Kneule verabschiedet sich mit einem Tor aus Göppingen
Sportlich hatte sich Kneule seinen Abschied vom Göppinger Publikum sicherlich anders vorgestellt. Die 22:32-Heimniederlage gegen die MT Melsungen am Mittwochabend hat Kneules Herz jedenfalls nicht sonderlich erwärmt. Zumal er bis zum Anpfiff der zweiten Halbzeit auf seinen 1.062 Treffer im Trikot von Frisch Auf Göppingen warten musste.
Kurz vor dem Abpfiff spielte das Ergebnis jedoch keine Rolle mehr. Denn als Kneule zwei Minuten vor der Schluss-Sirene wieder auf Platte kam, erhoben sich die Fans in der 5.600 Zuschauer fassenden EWS Arena und feierten ihren Kapitän. Ehefrau Julia, die Kinder Ida (11), Emil (8) und Lotta (3) jubelten ihm mit weiteren Familien-Mitgliedern, Freunden und alten Weggefährten von einer extra angemieteten Loge aus zu, als Kneule zu 46 Sekunden vor Schluss zu seinem letzten Siebenmeter in Göppingen antrat. Der 1.063. Treffer blieb ihm jedoch verwehrt.
Kneule war Frisch-Auf-Spieler der Saison
Er wurde dennoch zum Göppinger Spieler der Saison gewählt. Denn auch in diesem Jahr hat der Modell-Athlet sein Team mitgerissen und angeführt. Dass es für Frisch Auf trotzdem nur zu Platz 15 (23:43 Punkte) reichte, lag nicht am Kapitän. "Tim ist einer der größten Profis, mit denen ich jemals trainiert habe", sagte der kroatische Nationalspieler Krešimir Kozina, der Frisch Auf Göppingen ebenfalls zum Saisonende verlassen wird. "Sein letztes Training hat er gemacht, wie sein erstes. Ich hatte die Ehre mit so einem Spieler und Menschen zu spielen."
Tim Kneule wurde bei Frisch Auf Göppingen zur Identifikationsfigur
Der gebürtige Reutlinger, der seine Stärken offensiv wie defensiv hat, kam 2006 vom TV Neuhausen/Erms ins Filstal und prägte dort eine Ära. "Er hat maßgeblich zu den Erfolgen der vergangenen knapp zwei Jahrzehnte beigetragen und war immer ein Vorbild in Sachen Professionalität und Identifikation", sagte Göppingens Sportlicher Leiter Christian Schöne, als Kneule sein Karriere-Ende im Februar bekanntgegeben hat.
Auch seine Nationalmannschaftskarriere kann sich sehen lassen: 44 Tore in 30 Länderspielen. Er schaffte es sogar in den vorläufigen Kader für die Handball-EM 2018 wurde dann aber vom damaligen Bundestrainer Christian Prokop doch nicht mit nach Kroatien genommen. Ein Kreuzbandriss 2011 und ein Riss des Syndesmosebandes 2016 brachten ihn um weitere Einsätze.
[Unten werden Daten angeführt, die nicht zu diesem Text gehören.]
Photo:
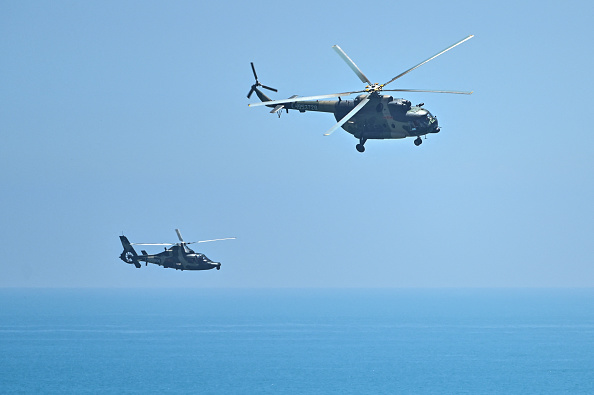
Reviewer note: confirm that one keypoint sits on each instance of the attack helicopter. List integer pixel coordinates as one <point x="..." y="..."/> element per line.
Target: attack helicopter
<point x="371" y="115"/>
<point x="178" y="257"/>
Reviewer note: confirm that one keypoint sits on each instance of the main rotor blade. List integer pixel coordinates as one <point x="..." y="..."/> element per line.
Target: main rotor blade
<point x="348" y="116"/>
<point x="208" y="241"/>
<point x="254" y="70"/>
<point x="302" y="98"/>
<point x="152" y="244"/>
<point x="431" y="58"/>
<point x="179" y="235"/>
<point x="429" y="91"/>
<point x="269" y="88"/>
<point x="351" y="64"/>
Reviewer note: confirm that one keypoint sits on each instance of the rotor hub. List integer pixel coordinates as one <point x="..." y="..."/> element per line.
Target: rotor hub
<point x="374" y="88"/>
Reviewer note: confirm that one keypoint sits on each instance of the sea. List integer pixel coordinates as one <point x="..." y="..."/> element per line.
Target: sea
<point x="297" y="341"/>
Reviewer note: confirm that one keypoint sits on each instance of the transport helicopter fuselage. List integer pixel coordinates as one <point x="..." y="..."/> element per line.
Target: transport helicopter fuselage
<point x="383" y="117"/>
<point x="372" y="114"/>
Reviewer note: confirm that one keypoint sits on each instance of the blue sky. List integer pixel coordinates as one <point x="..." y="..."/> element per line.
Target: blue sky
<point x="131" y="117"/>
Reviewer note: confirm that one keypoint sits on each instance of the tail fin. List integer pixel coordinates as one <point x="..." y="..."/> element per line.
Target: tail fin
<point x="128" y="255"/>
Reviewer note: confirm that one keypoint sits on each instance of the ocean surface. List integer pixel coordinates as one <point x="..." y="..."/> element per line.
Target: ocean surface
<point x="303" y="341"/>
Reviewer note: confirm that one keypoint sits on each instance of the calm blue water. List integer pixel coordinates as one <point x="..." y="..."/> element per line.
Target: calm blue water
<point x="297" y="341"/>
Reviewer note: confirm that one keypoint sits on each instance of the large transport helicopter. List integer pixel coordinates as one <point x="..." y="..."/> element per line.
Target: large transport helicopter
<point x="370" y="115"/>
<point x="179" y="256"/>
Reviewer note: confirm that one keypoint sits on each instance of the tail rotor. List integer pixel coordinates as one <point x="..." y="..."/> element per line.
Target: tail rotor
<point x="257" y="84"/>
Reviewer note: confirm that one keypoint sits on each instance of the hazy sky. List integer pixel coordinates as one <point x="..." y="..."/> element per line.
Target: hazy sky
<point x="132" y="117"/>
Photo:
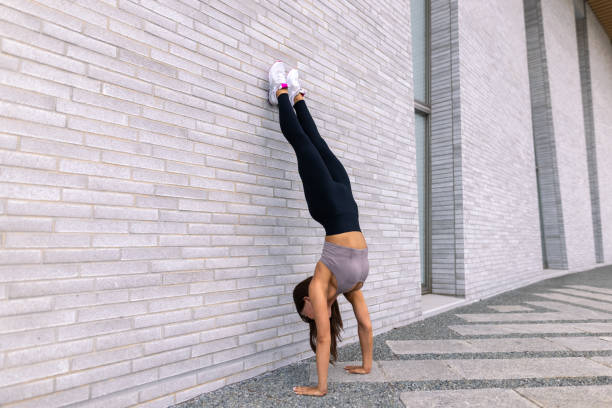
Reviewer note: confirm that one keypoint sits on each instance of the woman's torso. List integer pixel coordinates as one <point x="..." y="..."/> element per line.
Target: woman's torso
<point x="351" y="239"/>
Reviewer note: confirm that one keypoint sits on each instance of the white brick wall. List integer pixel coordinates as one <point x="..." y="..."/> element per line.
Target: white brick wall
<point x="500" y="198"/>
<point x="600" y="53"/>
<point x="152" y="218"/>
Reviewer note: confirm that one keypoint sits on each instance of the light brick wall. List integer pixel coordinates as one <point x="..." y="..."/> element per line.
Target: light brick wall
<point x="600" y="54"/>
<point x="567" y="114"/>
<point x="152" y="217"/>
<point x="500" y="198"/>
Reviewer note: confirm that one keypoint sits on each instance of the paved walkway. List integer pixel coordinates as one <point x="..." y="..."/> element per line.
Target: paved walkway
<point x="545" y="345"/>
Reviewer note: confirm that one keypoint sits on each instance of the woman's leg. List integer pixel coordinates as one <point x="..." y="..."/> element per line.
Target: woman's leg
<point x="312" y="169"/>
<point x="336" y="169"/>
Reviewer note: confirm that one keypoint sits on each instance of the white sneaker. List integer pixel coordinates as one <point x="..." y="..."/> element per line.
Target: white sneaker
<point x="293" y="84"/>
<point x="277" y="80"/>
Kneule wird Frisch Auf Göppingen fehlen
Neben Kneule hat Frisch Auf Göppingen auch Tobias Ellebaek (KIF Kolding), Nils Röller (HSC 2000 Coburg), Valentin Abt (TuS N-Lübbecke), Till Hermann, Marin Sego, Vid Poteko, Kresimir Kozina und Trainer Markus Baur (alle mit unbekanntem Ziel) verabschiedet. Sebastian Heymann, der zur neuen Saison zu den Rhein-Neckar Löwen wechselt, meldete sich mit drei Toren aus der "Hölle Süd" ab.
Für Kneule war es noch ein langer, emotionaler Abend: "Jetzt wird es einem richtig bewusst und es ist unheimlich schwer", sagte er beim Internet-Sender "Dyn" zu Beginn der großen Abschiedsparty. Da war endgültig klar: Der künftige Frisch-Auf-Trainer Ben Matschke braucht einen neuen Führungsspieler, denn Tim Kneule geht.